All of the complementary strategies discussed above require robust EM&V that creates confidence in achievements and provides both information on possible improvements and data for additional analysis. This is important for SDR PIMs as well.
State commissioners, regulators, and utilities are experimenting with newer forms of SDR PIMs to achieve what traditional cost-of-service regulation has not: load flexibility, load shaping, and load responsiveness. To achieve the estimated economic benefits of more than $15 billion annually from load flexibility, legislators and regulators need to use the many tools at their disposal to encourage utilities to integrate SDR as a core part of their business operations (Hledik et al. 2019).

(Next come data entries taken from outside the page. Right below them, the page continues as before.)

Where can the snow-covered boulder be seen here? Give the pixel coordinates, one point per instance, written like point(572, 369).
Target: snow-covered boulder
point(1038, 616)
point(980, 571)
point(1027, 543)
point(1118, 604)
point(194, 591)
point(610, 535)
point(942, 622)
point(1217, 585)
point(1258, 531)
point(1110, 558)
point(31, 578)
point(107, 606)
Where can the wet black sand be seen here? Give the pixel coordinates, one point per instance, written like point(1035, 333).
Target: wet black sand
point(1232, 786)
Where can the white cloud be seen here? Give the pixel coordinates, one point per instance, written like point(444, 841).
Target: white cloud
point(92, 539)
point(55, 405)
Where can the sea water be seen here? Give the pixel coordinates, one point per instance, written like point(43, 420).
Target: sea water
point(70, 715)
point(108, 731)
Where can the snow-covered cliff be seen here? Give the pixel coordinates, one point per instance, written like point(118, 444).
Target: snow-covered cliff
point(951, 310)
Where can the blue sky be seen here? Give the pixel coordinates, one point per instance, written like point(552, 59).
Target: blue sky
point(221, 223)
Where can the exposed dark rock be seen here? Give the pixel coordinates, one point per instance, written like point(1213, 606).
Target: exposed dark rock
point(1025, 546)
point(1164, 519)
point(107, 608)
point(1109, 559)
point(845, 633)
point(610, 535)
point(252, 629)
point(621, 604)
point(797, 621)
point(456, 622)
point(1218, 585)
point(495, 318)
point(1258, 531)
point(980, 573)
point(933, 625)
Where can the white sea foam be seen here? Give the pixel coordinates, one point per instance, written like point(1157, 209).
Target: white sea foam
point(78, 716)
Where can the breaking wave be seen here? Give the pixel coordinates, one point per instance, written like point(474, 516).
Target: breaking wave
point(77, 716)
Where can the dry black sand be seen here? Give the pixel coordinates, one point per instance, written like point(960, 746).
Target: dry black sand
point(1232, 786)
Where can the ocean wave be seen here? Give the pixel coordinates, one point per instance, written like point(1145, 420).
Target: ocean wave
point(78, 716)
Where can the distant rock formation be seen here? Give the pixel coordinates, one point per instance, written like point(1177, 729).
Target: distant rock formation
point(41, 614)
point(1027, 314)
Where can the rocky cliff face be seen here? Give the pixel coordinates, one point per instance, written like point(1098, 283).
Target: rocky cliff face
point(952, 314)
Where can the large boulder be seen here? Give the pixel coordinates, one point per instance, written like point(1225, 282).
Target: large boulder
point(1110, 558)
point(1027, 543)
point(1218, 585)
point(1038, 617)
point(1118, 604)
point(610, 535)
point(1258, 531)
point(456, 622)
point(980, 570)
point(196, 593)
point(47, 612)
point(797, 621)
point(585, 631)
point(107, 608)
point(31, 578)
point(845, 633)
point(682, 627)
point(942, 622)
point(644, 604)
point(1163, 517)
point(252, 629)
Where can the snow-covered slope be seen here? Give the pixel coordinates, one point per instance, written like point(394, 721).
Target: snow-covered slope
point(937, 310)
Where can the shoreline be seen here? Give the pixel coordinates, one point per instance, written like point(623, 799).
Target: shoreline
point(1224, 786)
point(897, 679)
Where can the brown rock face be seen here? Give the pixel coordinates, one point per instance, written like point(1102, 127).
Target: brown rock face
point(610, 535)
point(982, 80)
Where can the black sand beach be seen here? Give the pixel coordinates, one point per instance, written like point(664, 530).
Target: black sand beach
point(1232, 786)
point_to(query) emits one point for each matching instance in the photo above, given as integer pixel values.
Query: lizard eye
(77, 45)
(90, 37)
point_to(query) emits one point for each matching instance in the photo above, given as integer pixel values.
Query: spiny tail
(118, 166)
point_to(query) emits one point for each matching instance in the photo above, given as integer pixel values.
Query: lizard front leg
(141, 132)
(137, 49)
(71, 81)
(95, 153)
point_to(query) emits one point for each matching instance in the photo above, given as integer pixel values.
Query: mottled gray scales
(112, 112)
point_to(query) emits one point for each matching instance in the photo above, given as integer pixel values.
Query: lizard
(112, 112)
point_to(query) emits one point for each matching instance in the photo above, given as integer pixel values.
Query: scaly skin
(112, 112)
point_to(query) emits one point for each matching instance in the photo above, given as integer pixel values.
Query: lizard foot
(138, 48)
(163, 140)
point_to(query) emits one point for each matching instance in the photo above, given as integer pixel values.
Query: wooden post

The states studied in this report show a growing interest in and experience with SDR to achieve a variety of goals, including cost savings for consumers and reducing GHG emissions.
Within the next wave of states considering changes to the utility business model, many are considering incentivizing SDR. New Hampshire is currently considering updates to its performance incentives, and its commission staff members have put forth a proposal that includes incentives for demand reductions (New Hampshire Performance Incentive Working Group 2019). Recent legislation in Washington opens the door for demand reduction PIMs, as it explicitly calls for demand response targets and establishes authority to create performance-based rates (Washington Legislature 2019). Minnesota’s performance-based metrics proceeding highlights the “cost-effective alignment of generation and load” as a key policy outcome (MN PUC 2019). Hawaii selected DER asset effectiveness as a key outcome in its PBR docket (HIPUC 2019d). Michigan’s DTE has proposed a demand response PIM that has not yet been approved by the commission (DTE 2019). California utilities are piloting “pay-for-performance” efficiency programs that target SDR applications and place requirements on customers for achieving greater value through energy efficiency (St. John 2019).
This research highlights successful elements of SDR PIMs for consideration as more jurisdictions move toward performance-based regulation. Regulatory reform in conjunction with robust programs can reduce demand strategically to transition to an affordable, resilient, and clean electricity system. Complementary policies can help to reduce SDR conflicts with the cost-focused utility business model. It is also important to continuously evaluate what each PIM is incentivizing and how effectively it is delivering benefits to customers. Well-designed SDR PIMs can help move utility behavior to align with desired policy outcomes including reduced customer costs, improved reliability, and reduced environmental impacts during a time of rapid change in the energy sector.